Spader Blog: Trial ends early for the day, will resume at 9 a.m. Thursday
4:30 p.m.: Judge Gillian Abramson cut short the third day of Steven Spader’s first-degree murder trial, ending Wednesday’s proceedings shortly after 2 p.m.
Abramson said the early dismissal was to accommodate a request by a juror. While the specifics of the juror’s request aren’t clear, it is believed to involve his or her need to keep an appointment.
The abbreviated afternoon session got off to an emotional start when David Cates, husband of murder victim Kimberly Cates, was called to the witness stand.
He testified for roughly 20 minutes. Testimony from two police investigators followed before the session was called for the day.
Proceedings will resume at 9 a.m. Thursday.
Officer questioned on stop
1:33 p.m.: Nashua police officer Ian Day Lewis, who was a member of the Amherst Police Department a year ago, just left the stand describing the night he stopped a car occupied by Spader and William Marks roughly 24 hours before the home invasion they are accused of participating in took place.
Spader’s defense team cross-examined Lewis, asking him why he didn’t document in more detail the description of the knife he said he found in Spader’s possession. Lewis didn’t arrest Marks or Spader, he said, because carrying a knife isn’t against the law. He said he stopped the car as a routine check because of the late hour.
Another police officer, state trooper John Sonia, took the stand and described how police examined two vehicles believed to be used in the Oct. 4 home invasion as part of the investigation.
Cates on stand eyes Spader
12:05 p.m.: The final testimony of the morning was the day’s most compelling; spectators, who number roughly half of Tuesday’s near-full house, remained church-mouse quiet as David Cates identified a family photo in a shaky voice.
Spader stared expressionless at Cates, occasionally glancing at prosecutor Jeff Strelzin during questioning. At one point near the end of Cates’ testimony, he and Spader locked eyes, neither changing expression or otherwise reacting to the exchange, which lasted probably 10 to 15 seconds.
Alarm system wasn’t used
11:32 a.m.: David Cates was on a business trip to Baltimore on the weekend of the home invasion.

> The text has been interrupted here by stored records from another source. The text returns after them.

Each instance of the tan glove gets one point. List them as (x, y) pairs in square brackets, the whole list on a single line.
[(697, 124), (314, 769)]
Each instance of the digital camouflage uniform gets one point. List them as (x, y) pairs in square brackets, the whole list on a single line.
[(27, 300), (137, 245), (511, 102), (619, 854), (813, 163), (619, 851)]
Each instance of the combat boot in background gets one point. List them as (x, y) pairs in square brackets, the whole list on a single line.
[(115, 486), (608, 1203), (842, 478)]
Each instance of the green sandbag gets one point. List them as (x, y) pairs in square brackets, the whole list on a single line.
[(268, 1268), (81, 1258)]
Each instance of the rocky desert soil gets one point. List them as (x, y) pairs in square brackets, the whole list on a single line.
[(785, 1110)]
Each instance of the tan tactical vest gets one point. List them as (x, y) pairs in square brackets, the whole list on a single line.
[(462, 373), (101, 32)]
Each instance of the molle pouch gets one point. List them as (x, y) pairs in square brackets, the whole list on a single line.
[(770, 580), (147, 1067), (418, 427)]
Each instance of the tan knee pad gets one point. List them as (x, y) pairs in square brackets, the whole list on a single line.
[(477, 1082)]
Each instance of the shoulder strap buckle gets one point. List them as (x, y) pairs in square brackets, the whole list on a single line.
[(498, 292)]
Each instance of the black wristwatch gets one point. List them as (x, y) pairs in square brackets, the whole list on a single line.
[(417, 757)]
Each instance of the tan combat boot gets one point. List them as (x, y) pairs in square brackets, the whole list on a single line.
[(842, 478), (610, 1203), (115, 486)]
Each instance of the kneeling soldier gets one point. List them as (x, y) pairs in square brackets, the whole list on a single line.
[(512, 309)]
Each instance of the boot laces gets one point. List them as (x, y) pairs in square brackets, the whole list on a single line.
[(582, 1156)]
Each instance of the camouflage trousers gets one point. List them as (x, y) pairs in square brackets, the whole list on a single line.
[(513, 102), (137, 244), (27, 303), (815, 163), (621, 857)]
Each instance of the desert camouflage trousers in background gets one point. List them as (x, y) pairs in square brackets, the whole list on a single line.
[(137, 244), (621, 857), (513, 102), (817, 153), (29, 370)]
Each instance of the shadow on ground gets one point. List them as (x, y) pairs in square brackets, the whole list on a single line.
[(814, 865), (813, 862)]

He texted his wife and daughter Saturday night before they went to bed, he said on the stand.
On Sunday morning, Cates said, he got a call from a state trooper as he headed for the airport to come home and received more updates on what happened at the airport.
Prosecutors showed Cates photos of Kimberly, whom he identified in a low, raspy voice, occasionally cracking with emotion.
Strelzin, the senior assistant attorney general, asked Cates questions about his home. Cates said he and his family moved there in 2004 and have not changed the inside floor plan or general footprint of the home.
Discussion turned to Trow Road itself, which Cates says was widened because it was too narrow for safe travel and snow removal was difficult in the winter. Strelzin asked Cates to look at a floor plan of the home, where he identified “Kim’s old car” parked in the garage of the single-story, crescent-shaped home.
Strelzin focused on the rear section of the basement, near where the suspects are believed to have broken in on Oct. 4.
Cates said he and his wife used the house’s alarm system for “just a brief time” after they moved in because of a malfunction in the alarm’s wiring system. They later disconnected it, he said.
Scene photos hint at horror
11:20 a.m.: Police crime scene photos are playing on the screen in Courtroom 4, showing the aftermath of the early morning rampage that Spader and other youths are accused of perpetrating last year.
The photos are part of the testimony of state trooper Jeff Ledieu, who was on the stand for close to an hour.
One photo was a close-up on the cordless telephone Jaimie Cates used to make her frantic 911 call as she lay on the kitchen floor.
A folded cellphone lay next to the cordless handset.
Blood trails are everywhere in the photo, including on the counter from which Jaimie apparently grabbed the phone.
Other photos showed the bedroom in which Kimberly Cates was found dead; furniture was in disarray and a glass slider is smashed.
Doctor’s pager goes off
9:30 a.m. Dr. David Mooney, one of the doctors who treated Jaimie Cates’ injuries after the attack, took the stand and described wounds that cut “to the bone,” which he said are difficult to inflict and take a lot of strength to carry out. He answered specific questions about the condition of Jaimie and her injuries when she was being treated at the hospital.
Hopefully, the staff at Children’s Hospital Boston was able to summon another doctor, because Mooney wasn’t able to answer his pager when it beeped in the middle of his morning testimony.